Калькутта состоит из Белого города и Черного. Первый начинается от восьмиугольного каменного форта Уильяма, построенного Джон-компани. Аборигены однажды захватили его и извели весь гарнизон. Потом британцы отбили форт и перестроили, сильно укрепив. До недавнего времени оттуда правил генерал-губернатор Индии, а теперь там таможня. Возле форта большой парк с площадками для крикета. Дальше идут улица Чауринги, застроенная дворцами самых разных архитектурных стилей, возведенных под девизом «Попробуй выпедрись круче меня!». На некоторых отрезках мне казалось, что иду по старой части Санкт-Петербурга. Мощеные улицы были широкими, ровными и чистыми. Европейцы передвигались по ним в каретах или паланкинах, причем на украшение этих транспортных средств потрачено столько золота, что удивительно было, как эту тяжесть перемещают. Аборигены попадались редко, в основном слуги. Больше было аистов. Они типа священные птицы, потому что поедают всё, начиная от падали и заканчивая лягушками, змеями и крысами, которых здесь немеряно, особенно у реки. Дальше был Черный город, напоминавший огромный вонючий нарыв. Кривые грязные улицы петляли между домишками, построенными из чего угодно и населенными очень крепкими людьми, потому что выжить там было проблематично. Вместе с ними обитали полудикие собаки и кошки и полуручные обезьяны. По улицам бродили священные коровы, оставляя липкие вонючие лепешки. Над обоими городами по ночам властвовали комары, мошки и мотыльки. Их было столько, что свечу ставили в чашу с водой, которую время от времени меняли, потому что заполнялась утонувшими насекомыми. Иногда на городские улицы заглядывали в гости шакалы, гиены и даже тигры.

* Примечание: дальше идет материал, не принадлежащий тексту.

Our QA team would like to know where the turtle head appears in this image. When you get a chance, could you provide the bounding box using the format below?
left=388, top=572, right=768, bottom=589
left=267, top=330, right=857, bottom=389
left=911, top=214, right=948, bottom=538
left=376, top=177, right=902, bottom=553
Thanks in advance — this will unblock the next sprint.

Таможенный офицер, довольно упитанный и бодрый малый, приплыл на четырехвесельной лодке сразу после того, как шхуна встала на якоря неподалеку от форта Уильяма. Узнав, что привезли товары Джон-компании, сказал, где находится их офис, и сразу убыл восвояси, даже отказавшись угоститься байцзю, хотя уже начались вечерние сумерки. Я еще подумал, что ему нельзя употреблять спиртное, потому что принимает антибиотики, а потом вспомнил, что еще даже слова такого нет. Таможенник взял только корреспонденцию от Чарльза Эллиота. Это была кожаная сумка со шнуровкой, скрепленной сургучной печатью. Меня предупредили, что вскрывать ее нельзя. Я, конечно, послушался. Внутри были личные письма сотрудников миссии родственникам в самых разных частях мира и отчеты агентов о Китае. Я порадовался за британскую разведку: в ней столько будущих корреспондентов желтых газетенок!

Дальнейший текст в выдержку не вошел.